Natural language processing course 2022/23: Reviving Historical Slovene: Exploring Large Language Models for Translating Modern Slovene Texts to the Past
Team members:
Martin Jurkovič
,63180015
,[email protected]
Blaž Pridgar
,63220482
,[email protected]
Jure Savnik
,63170258
,[email protected]
Group public acronym/name: MBJ
This value will be used for publishing marks/scores. It will be known only to you and not you colleagues.
This project presents a study on paraphrasing sentences from modern Slovene to old Slovene using generative large language models. The focus of the study is on fine-tuning multiple Slovene text models on a corpus of old Slovene texts from the IMP corpus. The IMP corpus, which includes slovene texts from the 16th to the 20th century, provides a valuable resource for training and evaluating the models. The study compares the performance of different models, including Slovene T5 small, Slovene T5 large, and multilingual T5, using the ROUGE metric for evaluation. The results show that the fine-tuned models achieved high accuracy, with scores above 90% on average. The findings suggest that generative text models can effectively paraphrase modern Slovene sentences into old Slovene, opening up possibilities for language translation and historical text analysis.
-
data: Contains datasets used in the project.
-
interim reports: Stores two interim reports.
-
src:
- data:
- web_crawler: Scripts for downloading books from dlib.com, which were in the end not used in the project.
- IMP-converter: Scripts for processing raw XML TEI files of the IMP-corpus.
- model_finetuning:
- notebooks: Jupyter Notebook files for model fine-tuning.
- HPC_scripts: Python scripts for model fine-tuning for HPC system.

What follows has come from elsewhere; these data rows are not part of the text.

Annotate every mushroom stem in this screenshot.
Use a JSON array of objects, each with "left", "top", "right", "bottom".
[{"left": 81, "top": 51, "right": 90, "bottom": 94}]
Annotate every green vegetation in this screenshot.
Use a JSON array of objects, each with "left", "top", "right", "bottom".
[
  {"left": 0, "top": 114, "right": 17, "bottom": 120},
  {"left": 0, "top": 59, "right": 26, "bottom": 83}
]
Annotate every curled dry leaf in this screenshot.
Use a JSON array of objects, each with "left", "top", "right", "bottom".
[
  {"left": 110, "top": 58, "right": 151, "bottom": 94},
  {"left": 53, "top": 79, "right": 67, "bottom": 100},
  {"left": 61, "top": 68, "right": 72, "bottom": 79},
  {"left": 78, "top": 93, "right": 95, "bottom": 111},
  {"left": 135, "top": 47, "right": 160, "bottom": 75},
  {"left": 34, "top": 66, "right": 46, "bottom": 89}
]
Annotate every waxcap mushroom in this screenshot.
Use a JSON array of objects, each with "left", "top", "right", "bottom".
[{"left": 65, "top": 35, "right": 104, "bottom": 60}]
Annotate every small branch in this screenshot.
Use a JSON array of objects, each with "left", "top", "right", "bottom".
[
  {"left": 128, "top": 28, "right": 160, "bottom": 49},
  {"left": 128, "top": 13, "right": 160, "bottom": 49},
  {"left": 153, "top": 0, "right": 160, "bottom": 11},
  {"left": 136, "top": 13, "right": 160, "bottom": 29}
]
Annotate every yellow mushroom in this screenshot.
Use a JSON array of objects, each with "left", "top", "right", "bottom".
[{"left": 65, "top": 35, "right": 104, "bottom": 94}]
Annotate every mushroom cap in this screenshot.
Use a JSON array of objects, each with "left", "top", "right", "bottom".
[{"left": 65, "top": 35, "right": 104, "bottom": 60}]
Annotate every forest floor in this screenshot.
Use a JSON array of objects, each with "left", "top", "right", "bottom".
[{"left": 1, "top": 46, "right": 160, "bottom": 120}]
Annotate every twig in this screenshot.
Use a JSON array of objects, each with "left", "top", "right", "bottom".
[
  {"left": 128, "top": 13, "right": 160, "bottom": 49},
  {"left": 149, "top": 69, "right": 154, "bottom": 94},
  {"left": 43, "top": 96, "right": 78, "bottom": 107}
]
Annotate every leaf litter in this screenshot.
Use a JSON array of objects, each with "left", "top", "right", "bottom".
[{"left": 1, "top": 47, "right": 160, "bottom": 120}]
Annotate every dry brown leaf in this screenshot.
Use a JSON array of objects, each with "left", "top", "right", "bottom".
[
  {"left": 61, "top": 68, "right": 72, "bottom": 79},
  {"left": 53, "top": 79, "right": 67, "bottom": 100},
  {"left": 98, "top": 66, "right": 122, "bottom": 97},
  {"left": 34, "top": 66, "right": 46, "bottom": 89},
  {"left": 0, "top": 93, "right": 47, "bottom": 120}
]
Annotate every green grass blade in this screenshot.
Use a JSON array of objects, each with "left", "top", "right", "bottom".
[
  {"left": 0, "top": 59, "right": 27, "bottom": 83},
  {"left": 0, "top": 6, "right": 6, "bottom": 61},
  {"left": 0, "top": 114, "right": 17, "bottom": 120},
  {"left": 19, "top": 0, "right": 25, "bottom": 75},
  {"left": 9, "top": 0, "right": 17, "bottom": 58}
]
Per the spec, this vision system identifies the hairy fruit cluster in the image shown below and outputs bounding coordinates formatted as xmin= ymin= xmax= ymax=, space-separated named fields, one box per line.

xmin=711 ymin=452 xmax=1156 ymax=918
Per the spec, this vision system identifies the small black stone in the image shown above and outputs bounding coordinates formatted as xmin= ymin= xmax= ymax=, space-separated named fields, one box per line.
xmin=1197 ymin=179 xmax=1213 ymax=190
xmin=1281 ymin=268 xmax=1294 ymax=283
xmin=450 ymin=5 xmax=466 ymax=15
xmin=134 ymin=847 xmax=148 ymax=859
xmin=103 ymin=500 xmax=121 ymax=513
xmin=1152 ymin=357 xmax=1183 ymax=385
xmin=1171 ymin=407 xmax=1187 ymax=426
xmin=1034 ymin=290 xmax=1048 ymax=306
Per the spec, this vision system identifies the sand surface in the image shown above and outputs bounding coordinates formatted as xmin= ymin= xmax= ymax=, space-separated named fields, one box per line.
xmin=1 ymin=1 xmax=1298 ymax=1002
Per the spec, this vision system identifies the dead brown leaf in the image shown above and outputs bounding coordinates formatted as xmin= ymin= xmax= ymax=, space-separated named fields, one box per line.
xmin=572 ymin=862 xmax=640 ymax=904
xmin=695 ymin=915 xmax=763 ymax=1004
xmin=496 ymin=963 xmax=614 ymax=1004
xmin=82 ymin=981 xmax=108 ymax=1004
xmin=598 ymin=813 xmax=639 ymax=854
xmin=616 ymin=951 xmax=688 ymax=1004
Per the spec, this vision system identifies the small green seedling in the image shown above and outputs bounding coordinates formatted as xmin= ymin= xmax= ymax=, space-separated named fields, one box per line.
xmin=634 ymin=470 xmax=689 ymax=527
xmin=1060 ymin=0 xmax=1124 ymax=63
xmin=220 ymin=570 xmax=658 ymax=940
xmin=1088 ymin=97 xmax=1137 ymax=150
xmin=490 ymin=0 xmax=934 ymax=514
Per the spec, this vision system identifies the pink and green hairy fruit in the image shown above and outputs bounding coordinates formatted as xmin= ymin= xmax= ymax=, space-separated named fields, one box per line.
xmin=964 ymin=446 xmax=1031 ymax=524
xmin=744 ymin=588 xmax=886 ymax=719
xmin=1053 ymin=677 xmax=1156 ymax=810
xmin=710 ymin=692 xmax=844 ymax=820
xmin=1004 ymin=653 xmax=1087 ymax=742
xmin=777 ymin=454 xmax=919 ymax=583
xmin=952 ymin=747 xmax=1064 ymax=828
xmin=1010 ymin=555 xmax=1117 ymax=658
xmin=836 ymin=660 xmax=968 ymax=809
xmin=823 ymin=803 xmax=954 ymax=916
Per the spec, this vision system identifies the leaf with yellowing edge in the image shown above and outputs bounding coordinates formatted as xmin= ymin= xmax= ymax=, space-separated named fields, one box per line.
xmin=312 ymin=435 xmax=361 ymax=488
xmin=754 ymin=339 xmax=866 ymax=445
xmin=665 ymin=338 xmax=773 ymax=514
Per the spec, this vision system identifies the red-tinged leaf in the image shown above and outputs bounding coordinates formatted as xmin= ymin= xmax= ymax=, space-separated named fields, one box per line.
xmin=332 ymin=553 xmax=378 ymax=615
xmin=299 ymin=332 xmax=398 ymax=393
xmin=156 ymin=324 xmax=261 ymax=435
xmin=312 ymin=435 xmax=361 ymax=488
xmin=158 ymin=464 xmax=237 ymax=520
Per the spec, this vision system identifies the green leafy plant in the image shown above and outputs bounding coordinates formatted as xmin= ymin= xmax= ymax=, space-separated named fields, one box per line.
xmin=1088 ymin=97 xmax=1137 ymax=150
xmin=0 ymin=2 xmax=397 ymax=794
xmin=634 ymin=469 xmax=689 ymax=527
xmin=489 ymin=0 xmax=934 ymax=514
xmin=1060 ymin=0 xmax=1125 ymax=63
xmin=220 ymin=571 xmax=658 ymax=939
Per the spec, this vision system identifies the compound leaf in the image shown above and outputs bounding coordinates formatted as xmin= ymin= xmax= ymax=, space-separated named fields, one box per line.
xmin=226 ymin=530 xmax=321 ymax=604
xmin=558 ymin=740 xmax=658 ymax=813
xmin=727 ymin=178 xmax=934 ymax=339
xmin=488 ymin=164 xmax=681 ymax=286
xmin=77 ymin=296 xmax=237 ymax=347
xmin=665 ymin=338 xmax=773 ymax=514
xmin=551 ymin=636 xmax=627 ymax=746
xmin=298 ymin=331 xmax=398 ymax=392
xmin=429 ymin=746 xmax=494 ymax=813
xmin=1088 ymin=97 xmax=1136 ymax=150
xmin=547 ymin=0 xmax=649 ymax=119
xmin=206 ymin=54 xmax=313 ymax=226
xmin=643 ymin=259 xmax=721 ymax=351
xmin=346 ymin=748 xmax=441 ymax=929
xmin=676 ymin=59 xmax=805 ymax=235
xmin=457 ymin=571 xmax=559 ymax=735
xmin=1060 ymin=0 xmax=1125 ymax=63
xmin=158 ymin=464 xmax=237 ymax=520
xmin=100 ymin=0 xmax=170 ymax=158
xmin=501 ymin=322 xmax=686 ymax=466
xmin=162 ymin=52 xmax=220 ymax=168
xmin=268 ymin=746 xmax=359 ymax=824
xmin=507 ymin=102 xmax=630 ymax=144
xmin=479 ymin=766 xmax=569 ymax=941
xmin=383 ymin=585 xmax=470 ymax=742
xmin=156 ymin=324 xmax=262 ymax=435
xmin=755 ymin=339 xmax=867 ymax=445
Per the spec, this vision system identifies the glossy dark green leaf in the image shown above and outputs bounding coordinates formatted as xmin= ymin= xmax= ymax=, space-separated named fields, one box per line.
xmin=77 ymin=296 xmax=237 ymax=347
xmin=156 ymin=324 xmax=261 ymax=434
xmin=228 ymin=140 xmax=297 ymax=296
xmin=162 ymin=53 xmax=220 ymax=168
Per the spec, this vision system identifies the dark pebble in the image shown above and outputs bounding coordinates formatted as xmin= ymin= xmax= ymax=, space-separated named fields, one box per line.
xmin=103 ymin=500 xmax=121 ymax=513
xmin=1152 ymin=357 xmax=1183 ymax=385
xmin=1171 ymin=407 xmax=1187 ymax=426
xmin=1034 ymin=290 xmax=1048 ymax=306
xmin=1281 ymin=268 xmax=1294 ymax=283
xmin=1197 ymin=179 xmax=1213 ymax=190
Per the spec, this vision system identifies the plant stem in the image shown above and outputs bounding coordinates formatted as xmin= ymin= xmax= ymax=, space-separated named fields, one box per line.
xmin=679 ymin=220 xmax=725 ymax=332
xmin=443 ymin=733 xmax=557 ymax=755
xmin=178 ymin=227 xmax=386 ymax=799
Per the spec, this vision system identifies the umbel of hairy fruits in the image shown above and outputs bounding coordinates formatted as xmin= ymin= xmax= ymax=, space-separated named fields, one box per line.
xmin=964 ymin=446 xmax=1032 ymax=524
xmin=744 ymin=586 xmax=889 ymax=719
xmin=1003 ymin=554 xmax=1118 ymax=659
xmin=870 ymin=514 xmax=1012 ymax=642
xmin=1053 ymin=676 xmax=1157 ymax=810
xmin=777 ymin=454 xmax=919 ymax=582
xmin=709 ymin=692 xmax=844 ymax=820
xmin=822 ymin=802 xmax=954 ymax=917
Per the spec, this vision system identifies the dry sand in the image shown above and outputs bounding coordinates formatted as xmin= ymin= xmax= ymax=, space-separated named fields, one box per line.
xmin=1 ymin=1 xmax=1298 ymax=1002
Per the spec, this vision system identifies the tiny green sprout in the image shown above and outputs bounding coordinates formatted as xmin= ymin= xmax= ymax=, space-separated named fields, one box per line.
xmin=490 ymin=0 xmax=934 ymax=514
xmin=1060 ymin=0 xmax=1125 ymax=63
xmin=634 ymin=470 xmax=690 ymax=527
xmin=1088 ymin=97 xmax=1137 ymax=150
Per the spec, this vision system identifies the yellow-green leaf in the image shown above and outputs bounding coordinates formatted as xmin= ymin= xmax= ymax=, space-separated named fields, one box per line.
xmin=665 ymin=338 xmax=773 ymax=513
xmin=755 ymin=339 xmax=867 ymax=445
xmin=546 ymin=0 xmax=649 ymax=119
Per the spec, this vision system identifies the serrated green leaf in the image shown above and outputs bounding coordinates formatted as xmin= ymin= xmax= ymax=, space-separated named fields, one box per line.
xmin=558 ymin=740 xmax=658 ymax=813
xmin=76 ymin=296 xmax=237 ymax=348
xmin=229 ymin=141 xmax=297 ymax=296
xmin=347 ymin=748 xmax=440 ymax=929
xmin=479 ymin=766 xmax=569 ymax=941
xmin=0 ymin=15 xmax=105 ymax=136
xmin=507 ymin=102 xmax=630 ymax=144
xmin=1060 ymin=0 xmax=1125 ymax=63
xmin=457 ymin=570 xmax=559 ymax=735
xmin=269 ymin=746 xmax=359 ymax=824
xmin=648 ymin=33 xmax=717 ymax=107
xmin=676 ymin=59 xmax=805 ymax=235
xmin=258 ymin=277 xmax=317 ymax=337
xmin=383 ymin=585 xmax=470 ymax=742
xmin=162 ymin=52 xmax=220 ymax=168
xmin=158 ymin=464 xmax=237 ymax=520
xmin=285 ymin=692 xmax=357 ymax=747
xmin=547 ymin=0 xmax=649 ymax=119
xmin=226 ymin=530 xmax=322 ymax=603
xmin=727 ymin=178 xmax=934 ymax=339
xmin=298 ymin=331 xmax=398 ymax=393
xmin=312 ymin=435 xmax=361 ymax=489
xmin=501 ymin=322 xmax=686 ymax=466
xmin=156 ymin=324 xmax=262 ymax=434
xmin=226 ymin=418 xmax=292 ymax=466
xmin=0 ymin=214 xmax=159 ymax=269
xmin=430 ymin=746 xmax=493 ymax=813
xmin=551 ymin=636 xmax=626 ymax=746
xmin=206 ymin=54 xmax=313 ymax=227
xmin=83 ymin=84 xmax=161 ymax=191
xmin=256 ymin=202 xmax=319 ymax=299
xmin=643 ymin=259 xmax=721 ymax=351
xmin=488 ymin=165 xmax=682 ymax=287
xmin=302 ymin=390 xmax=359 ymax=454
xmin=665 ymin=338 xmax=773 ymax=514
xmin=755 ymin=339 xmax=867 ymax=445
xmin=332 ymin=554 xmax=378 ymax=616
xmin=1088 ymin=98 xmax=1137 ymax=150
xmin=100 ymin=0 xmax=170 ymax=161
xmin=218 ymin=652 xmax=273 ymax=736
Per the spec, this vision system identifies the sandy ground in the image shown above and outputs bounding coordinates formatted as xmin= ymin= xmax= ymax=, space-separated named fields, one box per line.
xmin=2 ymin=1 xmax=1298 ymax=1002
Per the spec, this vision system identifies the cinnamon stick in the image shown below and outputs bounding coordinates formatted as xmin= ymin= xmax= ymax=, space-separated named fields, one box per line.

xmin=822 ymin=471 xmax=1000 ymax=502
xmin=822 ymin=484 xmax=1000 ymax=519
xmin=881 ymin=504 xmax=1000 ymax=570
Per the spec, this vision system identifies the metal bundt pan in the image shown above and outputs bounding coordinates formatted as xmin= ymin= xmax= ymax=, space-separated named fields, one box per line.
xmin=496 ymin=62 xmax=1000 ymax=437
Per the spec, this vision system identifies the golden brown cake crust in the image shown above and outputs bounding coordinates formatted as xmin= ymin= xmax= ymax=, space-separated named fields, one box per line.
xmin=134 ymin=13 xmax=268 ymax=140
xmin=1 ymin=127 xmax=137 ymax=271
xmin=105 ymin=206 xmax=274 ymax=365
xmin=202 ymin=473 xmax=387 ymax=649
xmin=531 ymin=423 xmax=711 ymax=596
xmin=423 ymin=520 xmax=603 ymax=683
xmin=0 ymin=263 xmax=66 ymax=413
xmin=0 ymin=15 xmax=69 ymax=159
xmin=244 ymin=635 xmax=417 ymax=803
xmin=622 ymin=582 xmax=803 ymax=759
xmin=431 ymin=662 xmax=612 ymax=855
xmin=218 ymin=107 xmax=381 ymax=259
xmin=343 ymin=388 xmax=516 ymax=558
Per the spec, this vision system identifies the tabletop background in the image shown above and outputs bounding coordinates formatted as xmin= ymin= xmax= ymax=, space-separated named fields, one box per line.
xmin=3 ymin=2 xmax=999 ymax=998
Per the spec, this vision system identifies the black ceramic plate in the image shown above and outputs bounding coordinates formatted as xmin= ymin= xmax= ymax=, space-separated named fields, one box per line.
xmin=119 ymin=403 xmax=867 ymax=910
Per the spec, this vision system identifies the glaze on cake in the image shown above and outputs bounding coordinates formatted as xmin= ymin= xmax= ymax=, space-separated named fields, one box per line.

- model_evaluation: Script for testing model performance.
- data:
-
requirements.txt: Lists project dependencies.
-
Reviving Historical Slovene: Exploring Large Language Models for Translating Modern Slovene Texts to the Past.pdf: Project report in PDF format.
Go to data/IMP-corpus
and follow the instructions in the README.md
file.
Then run the following python scripts to convert the dataset from TEI to csv of words:
python src/data/IMP-converter/imp_converter.py
Then convert from word csv to sentence csv:
python src/data/IMP-converter/imp_word_to_sentence_converter.py
Then you can create a huggingface DatasetDict from the sentence csv in src/data/IMP-converter/imp_sentence_to_huggingface_dataset.py
.
Since T5 models are too large to finetune on personal computers, we have prepared the notebooks for google colab and corresponding python scripts for HPC system. In both cases you must copy the preprocessed dataset to either google colab or HPC, then set the location of the files in the notebook or python script.